W internecie pojawił się film pokazujący, jak pracownica biega nago po korytarzu pełnym jej współpracowników. To forma zakładu – ponoć dostała za to od swojego przełożonego premię w wysokości 10 tysięcy złotych. Cała sytuacja rozegrała się w warszawskiej firmie, zajmującej się sprzedażą telefoniczną ryzykownych inwestycji finansowych. Głośną sprawę komentowali goście audycji Ludzie i Pieniądze – byli Natalia Bogdan, prezes Jobhouse, Zbigniew Markowski, prezes OM Finance i Stanisław Szultka, ekonomista.
– Myślę, że możemy sobie pozwolić na tyle, na ile pozwala nam nasza kultura organizacyjna. Bardzo zbulwersowałam się tą opowieścią, myślałam, że takie sytuacje mają miejsce tylko w kinie. Jeżeli inni pracownicy wyrażają na to zgodę, czują się w porządku, to jest zgodne z duchem firmy i taki jest klimat panujący w tej organizacji. Myślę, że powinniśmy to po prostu zostawić firmie i jej decyzjom – mówiła Natalia Bogdan.
„MENADŻER POWINIEN PODAĆ SIĘ DO DYMISJI”
– Jest jeszcze końcówka tej informacji, że ta dziewczyna nie wytrzymała presji i odeszła z pracy. Co by jednak oznaczało, że sama wyczuła, że granica została przekroczona. Oczywiście jestem przeciwny tego typu sytuacjom. Uważam, że do dymisji powinien się podać także menadżer, ponieważ testowanie moralności w takich sytuacjach jest co najmniej dwuznaczne, jeśli nie powiedzieć niemoralne – tłumaczył Zbigniew Markowski.
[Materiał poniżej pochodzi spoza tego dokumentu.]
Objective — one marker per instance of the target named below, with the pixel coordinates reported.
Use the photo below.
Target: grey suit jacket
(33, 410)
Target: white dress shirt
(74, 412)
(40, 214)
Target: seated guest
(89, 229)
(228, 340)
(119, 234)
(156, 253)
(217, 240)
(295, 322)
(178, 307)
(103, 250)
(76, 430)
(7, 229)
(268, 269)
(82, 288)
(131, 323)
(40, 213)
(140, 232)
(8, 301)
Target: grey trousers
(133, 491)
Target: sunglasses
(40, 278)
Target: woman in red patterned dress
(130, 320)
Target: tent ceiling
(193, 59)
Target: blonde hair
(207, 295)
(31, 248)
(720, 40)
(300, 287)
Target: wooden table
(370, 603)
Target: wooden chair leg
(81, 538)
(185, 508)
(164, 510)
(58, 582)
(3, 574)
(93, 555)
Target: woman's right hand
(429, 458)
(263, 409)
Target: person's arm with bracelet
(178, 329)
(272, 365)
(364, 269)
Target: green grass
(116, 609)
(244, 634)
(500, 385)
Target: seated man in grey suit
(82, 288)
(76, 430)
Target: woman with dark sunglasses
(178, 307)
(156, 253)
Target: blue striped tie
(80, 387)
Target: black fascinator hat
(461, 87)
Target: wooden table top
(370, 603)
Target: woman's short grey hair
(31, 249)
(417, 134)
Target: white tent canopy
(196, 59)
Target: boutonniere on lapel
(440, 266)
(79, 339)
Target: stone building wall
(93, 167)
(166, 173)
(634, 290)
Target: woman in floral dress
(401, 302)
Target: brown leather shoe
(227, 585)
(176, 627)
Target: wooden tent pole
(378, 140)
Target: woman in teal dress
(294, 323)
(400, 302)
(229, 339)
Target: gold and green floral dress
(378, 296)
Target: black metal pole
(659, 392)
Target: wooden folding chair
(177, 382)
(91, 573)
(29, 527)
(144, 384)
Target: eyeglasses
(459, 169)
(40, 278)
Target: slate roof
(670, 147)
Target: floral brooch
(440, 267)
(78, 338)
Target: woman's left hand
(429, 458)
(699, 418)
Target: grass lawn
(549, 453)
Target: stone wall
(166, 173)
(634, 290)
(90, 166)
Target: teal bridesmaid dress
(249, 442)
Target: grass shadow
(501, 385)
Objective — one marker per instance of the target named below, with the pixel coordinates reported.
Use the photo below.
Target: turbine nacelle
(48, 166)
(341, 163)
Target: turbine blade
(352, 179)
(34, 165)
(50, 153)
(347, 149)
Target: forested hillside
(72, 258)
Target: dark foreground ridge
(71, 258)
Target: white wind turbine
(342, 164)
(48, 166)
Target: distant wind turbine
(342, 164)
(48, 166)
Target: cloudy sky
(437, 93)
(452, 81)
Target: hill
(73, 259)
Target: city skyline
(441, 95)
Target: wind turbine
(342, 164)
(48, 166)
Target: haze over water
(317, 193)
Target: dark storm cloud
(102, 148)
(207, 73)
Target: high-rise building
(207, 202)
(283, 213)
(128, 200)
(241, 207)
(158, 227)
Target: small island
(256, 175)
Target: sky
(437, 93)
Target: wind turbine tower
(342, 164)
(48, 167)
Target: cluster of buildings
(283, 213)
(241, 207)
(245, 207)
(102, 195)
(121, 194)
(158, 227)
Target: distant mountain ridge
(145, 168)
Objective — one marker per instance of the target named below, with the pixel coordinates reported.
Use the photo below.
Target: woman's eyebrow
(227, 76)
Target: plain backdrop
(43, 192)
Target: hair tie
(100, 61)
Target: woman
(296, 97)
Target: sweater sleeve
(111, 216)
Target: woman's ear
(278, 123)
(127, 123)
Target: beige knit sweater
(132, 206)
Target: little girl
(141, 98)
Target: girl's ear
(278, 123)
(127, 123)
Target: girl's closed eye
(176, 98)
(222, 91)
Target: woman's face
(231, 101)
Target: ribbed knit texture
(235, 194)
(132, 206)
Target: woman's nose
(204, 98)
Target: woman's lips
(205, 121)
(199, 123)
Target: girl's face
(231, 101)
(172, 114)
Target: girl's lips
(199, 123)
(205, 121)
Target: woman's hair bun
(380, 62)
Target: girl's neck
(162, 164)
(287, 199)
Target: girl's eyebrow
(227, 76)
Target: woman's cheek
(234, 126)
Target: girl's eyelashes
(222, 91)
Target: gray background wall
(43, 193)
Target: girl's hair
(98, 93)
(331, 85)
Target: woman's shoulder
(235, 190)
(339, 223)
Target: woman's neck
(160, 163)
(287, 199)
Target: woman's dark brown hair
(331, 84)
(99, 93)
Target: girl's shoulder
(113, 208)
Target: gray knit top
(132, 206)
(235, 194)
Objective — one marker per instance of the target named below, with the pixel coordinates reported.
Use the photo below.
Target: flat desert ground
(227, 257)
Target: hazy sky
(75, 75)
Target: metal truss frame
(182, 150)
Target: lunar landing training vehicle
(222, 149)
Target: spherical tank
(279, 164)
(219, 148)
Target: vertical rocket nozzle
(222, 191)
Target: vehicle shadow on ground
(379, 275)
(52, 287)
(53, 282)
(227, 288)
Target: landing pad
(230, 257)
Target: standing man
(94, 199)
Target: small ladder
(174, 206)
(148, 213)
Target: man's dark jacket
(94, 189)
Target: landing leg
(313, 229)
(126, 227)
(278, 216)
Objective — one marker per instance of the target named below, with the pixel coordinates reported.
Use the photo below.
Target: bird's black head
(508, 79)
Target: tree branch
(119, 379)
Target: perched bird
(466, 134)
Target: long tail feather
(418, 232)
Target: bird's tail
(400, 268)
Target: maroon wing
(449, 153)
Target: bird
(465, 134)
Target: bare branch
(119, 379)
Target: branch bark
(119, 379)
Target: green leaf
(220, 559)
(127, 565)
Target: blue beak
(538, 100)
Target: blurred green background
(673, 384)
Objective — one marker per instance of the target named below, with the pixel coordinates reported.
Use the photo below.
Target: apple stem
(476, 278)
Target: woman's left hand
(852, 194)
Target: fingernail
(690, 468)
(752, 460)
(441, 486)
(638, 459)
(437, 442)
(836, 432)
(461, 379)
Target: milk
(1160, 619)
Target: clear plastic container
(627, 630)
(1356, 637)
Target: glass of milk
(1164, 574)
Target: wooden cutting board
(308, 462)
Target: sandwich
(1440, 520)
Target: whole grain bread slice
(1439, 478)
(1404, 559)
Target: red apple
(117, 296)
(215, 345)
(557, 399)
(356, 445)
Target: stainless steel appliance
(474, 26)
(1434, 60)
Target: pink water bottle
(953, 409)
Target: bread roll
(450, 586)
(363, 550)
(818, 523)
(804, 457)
Prezes OM Finance mówił także, że duch korporacji sprzedażowej wymaga agresywnego podejścia do życia i biznesu. – Jako, że pracownicy są premiowani od sprzedaży, działalność takiej osoby zazwyczaj jest pozbawiona refleksji, gdzie możemy przekroczyć pewne granice wobec klienta, nadużyć sytuacji. To powinno być ostrzeżenie. Podejrzewam, że ta sama agresja musi być kierowana w stosunku do klientów – dodał.
POLSKA DOBRZE WYPADA NA TLE ZACHODU
– To nie przypadek, że w tego typu firmach to się dzieje. Jednak widać, że standardy w Polsce są przeciwne tego typu zachowaniom. Piętnowanie takich akcji i konsekwencje są szybciej wyciągane niż w krajach zachodnich. Także nastawienie opinii publicznej jest zupełnie inne – podkreślał Stanisław Szultka. Jako przykład ekonomista przytoczył podobną sytuację w firmie Google, a także kwestię molestowania w Wielkiej Brytanii w polityce.